Question de : M. Jean Gaubert
Côtes-d'Armor (2e circonscription) - Socialiste

M. Jean Gaubert souhaite attirer l'attention de M. le garde des sceaux, ministre de la justice, sur la récente condamnation de la France prononcée le 14 novembre 2002 par la Cour européenne des droits de l'homme (CEDH) pour traitements inhumains et dégradants. La CEDH a en effet estimé que la justice française n'avait pas assuré une prise en charge adéquate de l'état de santé d'un détenu atteint d'une leucémie, ceci en violation de l'article 3 de la Convention de sauvegarde des droits de l'homme et des libertés fondamentales.

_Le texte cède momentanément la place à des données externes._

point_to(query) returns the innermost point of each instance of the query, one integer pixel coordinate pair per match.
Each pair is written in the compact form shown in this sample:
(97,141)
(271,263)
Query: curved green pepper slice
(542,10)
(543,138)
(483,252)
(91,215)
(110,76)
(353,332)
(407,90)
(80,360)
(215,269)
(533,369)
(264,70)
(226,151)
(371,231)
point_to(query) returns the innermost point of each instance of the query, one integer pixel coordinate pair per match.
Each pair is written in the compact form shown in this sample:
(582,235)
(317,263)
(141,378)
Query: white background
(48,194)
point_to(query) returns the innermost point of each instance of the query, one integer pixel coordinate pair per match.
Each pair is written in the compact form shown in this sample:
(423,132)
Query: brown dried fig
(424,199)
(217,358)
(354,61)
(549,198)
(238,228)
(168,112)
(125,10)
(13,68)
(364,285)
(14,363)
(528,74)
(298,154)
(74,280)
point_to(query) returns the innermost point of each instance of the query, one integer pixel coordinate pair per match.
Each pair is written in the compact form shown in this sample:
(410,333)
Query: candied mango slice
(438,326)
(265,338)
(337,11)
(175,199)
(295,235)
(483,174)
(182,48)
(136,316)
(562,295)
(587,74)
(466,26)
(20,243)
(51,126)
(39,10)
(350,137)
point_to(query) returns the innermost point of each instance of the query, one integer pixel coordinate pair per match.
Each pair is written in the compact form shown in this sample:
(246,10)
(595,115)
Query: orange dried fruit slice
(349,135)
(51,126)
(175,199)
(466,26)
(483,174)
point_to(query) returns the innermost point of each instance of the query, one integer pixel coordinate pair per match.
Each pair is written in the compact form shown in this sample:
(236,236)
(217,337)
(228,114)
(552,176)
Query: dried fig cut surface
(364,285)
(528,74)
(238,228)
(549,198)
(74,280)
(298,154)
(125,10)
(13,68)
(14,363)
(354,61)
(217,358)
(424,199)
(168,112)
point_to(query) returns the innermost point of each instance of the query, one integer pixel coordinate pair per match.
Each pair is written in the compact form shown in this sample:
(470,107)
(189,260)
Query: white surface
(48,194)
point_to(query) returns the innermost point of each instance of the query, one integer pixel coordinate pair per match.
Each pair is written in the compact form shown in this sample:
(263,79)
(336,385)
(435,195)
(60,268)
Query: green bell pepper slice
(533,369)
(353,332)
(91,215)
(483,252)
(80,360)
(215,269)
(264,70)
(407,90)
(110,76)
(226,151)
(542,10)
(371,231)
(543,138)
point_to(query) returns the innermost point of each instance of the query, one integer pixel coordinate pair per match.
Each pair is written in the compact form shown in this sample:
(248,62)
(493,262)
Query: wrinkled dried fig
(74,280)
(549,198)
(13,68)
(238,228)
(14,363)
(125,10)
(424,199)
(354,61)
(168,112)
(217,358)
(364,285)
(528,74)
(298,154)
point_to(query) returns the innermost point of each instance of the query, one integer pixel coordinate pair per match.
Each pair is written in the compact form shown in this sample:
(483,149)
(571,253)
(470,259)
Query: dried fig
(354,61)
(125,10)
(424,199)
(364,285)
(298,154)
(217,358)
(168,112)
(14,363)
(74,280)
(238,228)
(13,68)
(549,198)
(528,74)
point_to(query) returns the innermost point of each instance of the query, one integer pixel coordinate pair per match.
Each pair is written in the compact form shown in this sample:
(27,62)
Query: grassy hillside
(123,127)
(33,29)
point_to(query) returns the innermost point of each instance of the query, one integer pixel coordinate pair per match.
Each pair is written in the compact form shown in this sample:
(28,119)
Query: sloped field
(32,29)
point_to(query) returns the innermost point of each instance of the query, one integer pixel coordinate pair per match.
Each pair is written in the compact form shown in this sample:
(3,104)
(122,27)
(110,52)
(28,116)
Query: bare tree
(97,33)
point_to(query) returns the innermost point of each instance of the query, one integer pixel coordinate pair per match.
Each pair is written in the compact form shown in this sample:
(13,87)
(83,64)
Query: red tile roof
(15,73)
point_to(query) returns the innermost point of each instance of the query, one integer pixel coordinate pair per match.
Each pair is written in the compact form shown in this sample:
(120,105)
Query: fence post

Pourtant la loi n° 2002-1138 d'orientation et de programmation pour la justice prévoit bien que les personnes détenues doivent pouvoir bénéficier du même accès aux soins que celui qui est donné à la population générale. Il lui demande donc quelles mesures le Gouvernement entend prendre pour améliorer la prise en charge en milieu carcéral des détenus atteints de graves maladies, et notamment pour l'application de l'article 10 de la loi n° 2002-303 du 4 mars 2002 relative aux droits des malades et à la qualité du système de santé, afin qu'une telle condamnation de la France ne se renouvelle plus. Il souhaite également qu'il informe la représentation nationale de l'état d'avancement et du calendrier d'adoption de 1a loi d'orientation pénitentiaire, prévue par la loi du 9 septembre 2002.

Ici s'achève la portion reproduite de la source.